I dream in colour but I don't dream in faces. I dreamt of your green shirt but I dreamt of your face too this morning.

I won my battle with the shadow demon this time. It will be too soon before it comes to plague me again. Interestingly it was being a sloth that kept me afloat. I'm too lazy even to feel upset. Haha. Being happy is still easier on the nerves and is definitely a less tiring job to keep up. It's the getting here that's tough.

I was watching 'Girl, Interrupted' again the other day. Borderline Personality Disorder. I think everyone has that one time or another. Not me today. I think.

The sun came out. Everything smells clean... and new.

I watched 'Wicker Park' the other day too.
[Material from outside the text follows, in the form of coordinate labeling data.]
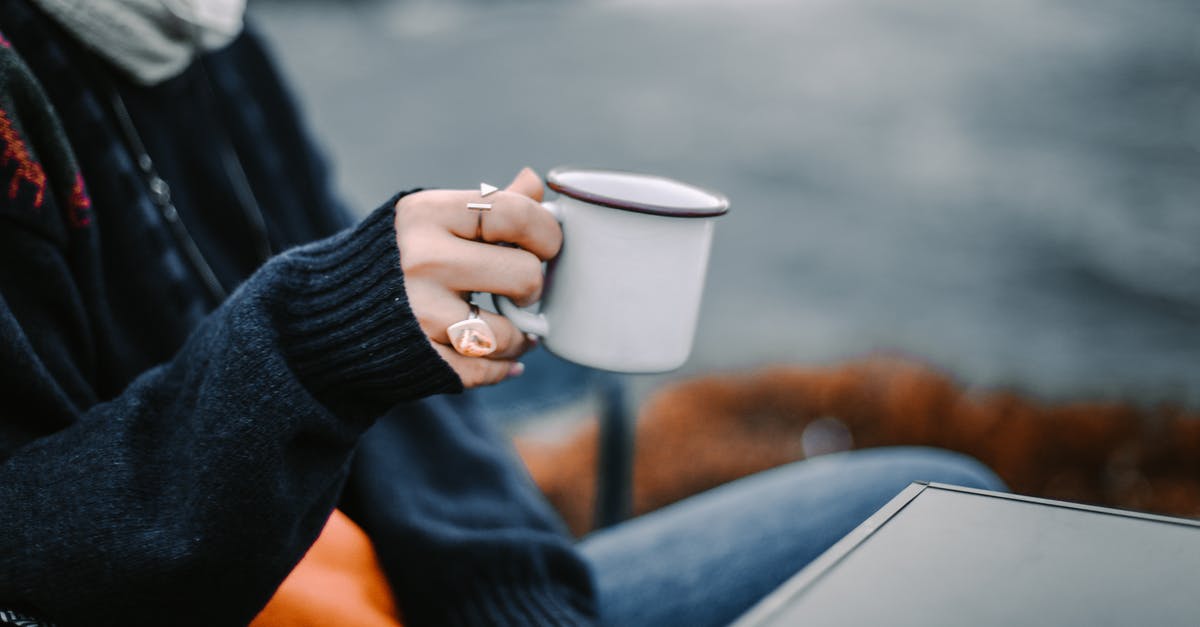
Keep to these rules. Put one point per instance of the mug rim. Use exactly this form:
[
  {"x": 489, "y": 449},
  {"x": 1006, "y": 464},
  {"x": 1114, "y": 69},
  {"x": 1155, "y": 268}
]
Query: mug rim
[{"x": 719, "y": 207}]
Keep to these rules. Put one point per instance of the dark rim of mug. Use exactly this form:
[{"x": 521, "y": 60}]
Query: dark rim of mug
[{"x": 720, "y": 204}]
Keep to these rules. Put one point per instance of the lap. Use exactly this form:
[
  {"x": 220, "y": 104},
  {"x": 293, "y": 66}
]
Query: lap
[{"x": 708, "y": 559}]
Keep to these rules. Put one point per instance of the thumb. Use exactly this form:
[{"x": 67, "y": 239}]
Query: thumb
[{"x": 527, "y": 183}]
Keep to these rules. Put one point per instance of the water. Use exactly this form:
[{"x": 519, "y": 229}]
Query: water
[{"x": 1007, "y": 190}]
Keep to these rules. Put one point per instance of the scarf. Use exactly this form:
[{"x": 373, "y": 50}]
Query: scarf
[{"x": 149, "y": 40}]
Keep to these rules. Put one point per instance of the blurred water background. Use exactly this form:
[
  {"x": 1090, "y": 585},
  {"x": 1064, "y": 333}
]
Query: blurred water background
[{"x": 1008, "y": 190}]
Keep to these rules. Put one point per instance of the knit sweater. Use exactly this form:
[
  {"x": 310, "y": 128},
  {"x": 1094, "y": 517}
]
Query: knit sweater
[{"x": 167, "y": 455}]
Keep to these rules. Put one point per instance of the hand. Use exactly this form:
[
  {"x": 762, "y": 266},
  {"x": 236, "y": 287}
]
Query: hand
[{"x": 443, "y": 264}]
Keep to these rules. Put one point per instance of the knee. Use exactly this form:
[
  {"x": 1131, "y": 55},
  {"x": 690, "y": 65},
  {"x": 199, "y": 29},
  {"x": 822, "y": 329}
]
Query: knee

That's another good movie. Like 'Single White Female' only no one dying. To be so in love...

Still broken... in the process of mending :)

It's a rainy morning and I woke up to the sound of pitter-patter on my window. I like the sound of raindrops on a roof. It's nice to sleep in on a morning like this. One of those things that makes me feel contented and luxuriously lazy.

BUT,

I:

- Couldn't sleep anymore.

- Was fighting another personal demon in my sleep.
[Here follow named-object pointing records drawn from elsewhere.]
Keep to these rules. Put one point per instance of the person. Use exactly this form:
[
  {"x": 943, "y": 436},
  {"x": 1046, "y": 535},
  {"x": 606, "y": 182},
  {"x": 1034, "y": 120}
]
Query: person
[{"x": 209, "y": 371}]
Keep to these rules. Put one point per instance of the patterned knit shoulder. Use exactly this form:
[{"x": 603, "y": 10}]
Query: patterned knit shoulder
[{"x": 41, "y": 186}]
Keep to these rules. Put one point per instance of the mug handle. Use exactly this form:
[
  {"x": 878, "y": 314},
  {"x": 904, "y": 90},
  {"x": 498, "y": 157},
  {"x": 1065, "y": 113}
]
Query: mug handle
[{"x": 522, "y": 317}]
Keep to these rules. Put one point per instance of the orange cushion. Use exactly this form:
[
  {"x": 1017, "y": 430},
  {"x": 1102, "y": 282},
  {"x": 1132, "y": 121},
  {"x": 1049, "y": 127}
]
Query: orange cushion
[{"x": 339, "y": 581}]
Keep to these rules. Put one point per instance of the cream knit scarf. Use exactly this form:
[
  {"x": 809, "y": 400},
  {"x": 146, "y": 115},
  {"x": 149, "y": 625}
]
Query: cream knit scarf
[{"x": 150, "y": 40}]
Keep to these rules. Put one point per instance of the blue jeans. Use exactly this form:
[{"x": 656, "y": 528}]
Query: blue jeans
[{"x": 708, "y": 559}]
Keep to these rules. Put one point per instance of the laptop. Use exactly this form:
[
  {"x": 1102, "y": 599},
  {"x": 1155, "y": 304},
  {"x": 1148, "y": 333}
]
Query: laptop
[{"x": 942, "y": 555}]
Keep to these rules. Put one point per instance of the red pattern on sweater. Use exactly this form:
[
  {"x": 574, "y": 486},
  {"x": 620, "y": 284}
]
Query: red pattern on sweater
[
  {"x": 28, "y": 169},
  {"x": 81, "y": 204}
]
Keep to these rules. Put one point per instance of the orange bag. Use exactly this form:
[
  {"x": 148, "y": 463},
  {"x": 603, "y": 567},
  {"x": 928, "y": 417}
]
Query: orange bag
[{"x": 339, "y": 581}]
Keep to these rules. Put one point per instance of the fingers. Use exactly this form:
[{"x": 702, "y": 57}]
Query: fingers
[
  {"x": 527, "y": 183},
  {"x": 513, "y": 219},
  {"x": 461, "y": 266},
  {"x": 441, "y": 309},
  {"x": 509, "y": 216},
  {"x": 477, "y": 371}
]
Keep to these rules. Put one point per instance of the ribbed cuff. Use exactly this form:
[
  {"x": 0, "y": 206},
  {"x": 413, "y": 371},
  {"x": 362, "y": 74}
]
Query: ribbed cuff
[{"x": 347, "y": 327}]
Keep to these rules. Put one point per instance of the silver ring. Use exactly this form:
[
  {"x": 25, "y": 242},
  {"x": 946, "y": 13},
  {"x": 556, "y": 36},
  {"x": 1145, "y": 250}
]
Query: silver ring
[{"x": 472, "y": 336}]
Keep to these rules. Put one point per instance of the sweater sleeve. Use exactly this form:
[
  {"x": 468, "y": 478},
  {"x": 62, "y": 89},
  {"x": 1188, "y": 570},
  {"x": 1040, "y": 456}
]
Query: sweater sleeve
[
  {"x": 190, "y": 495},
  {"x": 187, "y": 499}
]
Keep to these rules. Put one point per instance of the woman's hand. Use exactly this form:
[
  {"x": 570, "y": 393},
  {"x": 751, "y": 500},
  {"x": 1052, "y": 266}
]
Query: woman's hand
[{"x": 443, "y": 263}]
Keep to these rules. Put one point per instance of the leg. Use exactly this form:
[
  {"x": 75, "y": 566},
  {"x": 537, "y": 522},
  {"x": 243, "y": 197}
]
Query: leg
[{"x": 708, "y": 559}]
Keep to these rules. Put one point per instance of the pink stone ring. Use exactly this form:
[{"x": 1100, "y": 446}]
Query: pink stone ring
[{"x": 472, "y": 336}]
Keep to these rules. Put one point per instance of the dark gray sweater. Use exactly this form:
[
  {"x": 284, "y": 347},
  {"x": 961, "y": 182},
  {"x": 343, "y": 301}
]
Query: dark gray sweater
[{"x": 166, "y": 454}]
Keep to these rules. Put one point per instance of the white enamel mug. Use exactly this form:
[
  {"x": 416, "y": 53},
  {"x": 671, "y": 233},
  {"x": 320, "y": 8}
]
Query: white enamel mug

The shadow kind that my mind conjures and just won't die with a stake through the heart

And the kind that stays for breakfast.


SO,

I:

- Am tired even before the day begins.

- Am fighting shadow demons in broad daylight.

And going to have breakfast in a few minutes

Even a shadow demon might make good company.

Since I've been back I've felt better about myself than I have since everything went downhill when I was in KL. I can't say I am completely out of rehab but I'm getting there. Falling out of love is painful alright. I think I had the cushion of needing to concentrate on other things more important at that time to keep me off the real pain of separation. Blogging has also been therapeutic, and so has going to the gym and spending more time with my friends. A mix of endorphins, good company and concrete self-will got me through this without going insane. I assumed after everything important got out of the way that I'd grief for another ending (and cry my eyes out. Generally being a sulky post-break-up person) but I surprised even myself when I picked myself up faster than I've ever done before. Usually I'm the kind who'll sit in a corner to wallow in self-pity and create more scenarios to plague my already weary mind and heart (the kind that replays and replays with all sorts of different endings... what if I'd done this? or said that? would it have been different? bla bla bla... that happens to make me sick too. Why did I torture myself like that?). The most crucial lesson I learnt from all my endings was that the worse will always pass, but before that happened I'd have to sit tight, grit my teeth and ride the waves. I can't remember if I've said that before. Something tells me I have. I guess after enough times I've learnt that it's better to sit back and take the hits instead of fight. It makes the rough riding so much easier. And that to love is always easier than to hate. Sigh. I always learn too late. I'm hoping one day I'll learn before it's too late and probably save from hurting another person and then the pieces of THE puzzle will fall into place. Until then... sigh...

Since I'm on the topic of progress... I got weighed again today at the gym and so did Ling Tze. She lost a little weight and lost a lot on her fat %, like 10%!! I gained 0.6kg (haha... quite good since I've been bingeing like crazy) and lost about 6% fat... MUAHAHA!! But then again, we did go to the gym religiously for a whole month. I am now officially more muscle than fat (20.2% fat as a matter of fact) compared to when I got back a month ago (which was about 26%). I feel good. Hehe. According to the scale thingy that measured our weights and body this-and-that percentages, I have an 'athletic' body type... WAH... haha. Yeah RIGHT I'm thinking. Still no defined abs though :( the only boo-boo in this whole paragraph.

I hope I can keep this up when I'm back in KL. It would suck to let this go. I like me more now.